Margery stood and looked at him with wide-open eyes. “Do you mean to say,” she said, “that you want to marry me? It would take years and years for you to become naturalist enough to support a wife.”

“I have made no plans,” he said, quickly, “I have no purpose. I did not intend to tell you now that I love you, but since I have said that, I will say also that with you to fight for there could be no doubt about my success. I should be bound to succeed. It would be impossible for me to fail. As for the years, I would wait, no matter how many they should be.”

He spoke with such hot earnestness that Margery involuntarily drew herself a little away from him. At this the flush went out of his face.

“Oh, Miss Dearborn,” he exclaimed, “don’t think that I am like that man out there! Don’t think that I will persecute you if you don’t wish to hear me; that I will follow you about and make your life miserable. If you say to me that you do not wish to see me again, you will never see me again. Say what you please, and you will find that I am a gentleman.”

She could see that now. She felt sure that if she told him she did not wish ever to see him again he would never appear before her. But what would he do? She was not in the least afraid of him, but his fierce earnestness frightened her, not for herself, but for him. Suddenly a thought struck her.

“Martin,” said she, “I don’t doubt in the least that what you have said to me about yourself is true. You are as good as other people, although you do happen now to be a guide, and perhaps after a while you may be very well off; but for all that you are a guide, and you are in Mr. Sadler’s employment, and Mr. Sadler’s rights and powers are just like gas escaping from a pipe: they are everywhere from cellar to garret, so to speak, and you couldn’t escape them. It would be a bad, bad thing for you, Martin, if he were to hear that you make propositions of the kind you have made to the ladies that he pays you to take out into the woods to guide and to protect.”

Martin was on the point of a violent expostulation, but she stopped him.

“Now I know what you are going to say,” she exclaimed, “but it isn’t of any use. You are in his employment, and you are bound to honor and to respect him; that is the way a guide can show himself to be a gentleman.”

“But suppose,” said Martin, quickly, “that he, knowing my family as he does, should think I had done wisely in speaking to you.”

A cloud came over her brow. It annoyed her that he should thus parry her thrust.
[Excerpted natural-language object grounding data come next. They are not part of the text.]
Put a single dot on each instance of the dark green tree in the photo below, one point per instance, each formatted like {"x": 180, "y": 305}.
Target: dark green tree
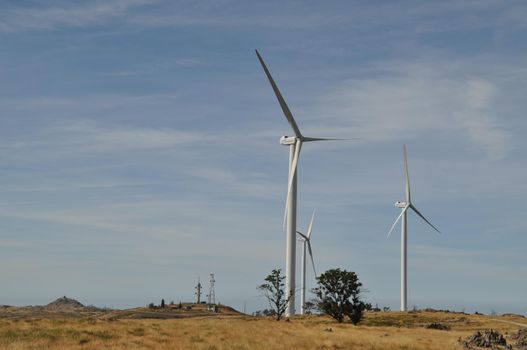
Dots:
{"x": 274, "y": 291}
{"x": 339, "y": 295}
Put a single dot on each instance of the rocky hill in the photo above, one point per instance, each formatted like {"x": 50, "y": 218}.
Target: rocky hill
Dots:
{"x": 64, "y": 303}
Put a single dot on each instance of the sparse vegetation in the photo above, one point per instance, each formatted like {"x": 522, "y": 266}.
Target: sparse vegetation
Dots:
{"x": 378, "y": 331}
{"x": 338, "y": 294}
{"x": 274, "y": 291}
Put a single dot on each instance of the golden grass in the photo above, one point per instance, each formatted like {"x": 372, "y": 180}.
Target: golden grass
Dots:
{"x": 386, "y": 331}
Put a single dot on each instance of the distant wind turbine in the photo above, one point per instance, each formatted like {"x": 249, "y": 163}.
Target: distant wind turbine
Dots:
{"x": 306, "y": 241}
{"x": 295, "y": 144}
{"x": 404, "y": 206}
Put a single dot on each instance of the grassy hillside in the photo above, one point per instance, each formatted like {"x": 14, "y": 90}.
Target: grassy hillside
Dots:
{"x": 378, "y": 331}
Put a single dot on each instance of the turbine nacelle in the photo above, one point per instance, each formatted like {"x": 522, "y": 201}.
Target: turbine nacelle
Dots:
{"x": 288, "y": 140}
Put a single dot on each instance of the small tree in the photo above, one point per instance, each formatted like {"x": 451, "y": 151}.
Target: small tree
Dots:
{"x": 338, "y": 295}
{"x": 274, "y": 291}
“Well, you can ask him,” she said, abruptly; “and if he doesn’t object, you can go to see my mother, when she gets home, and ask her. And here comes Mr. Matlack. I think he has been calling you. Now don’t say another word, unless it is about fish.”

But Matlack did not come; he stopped and called, and Martin went to him.

Margery walked languidly towards the woods and sat down on the projecting root of a large tree. Then leaning back against the trunk, she sighed.

“It is a perfectly dreadful thing to be a girl,” she said; “but I am glad I did not speak to him as I did to Mr. Raybold. I believe he would have jumped into the lake.”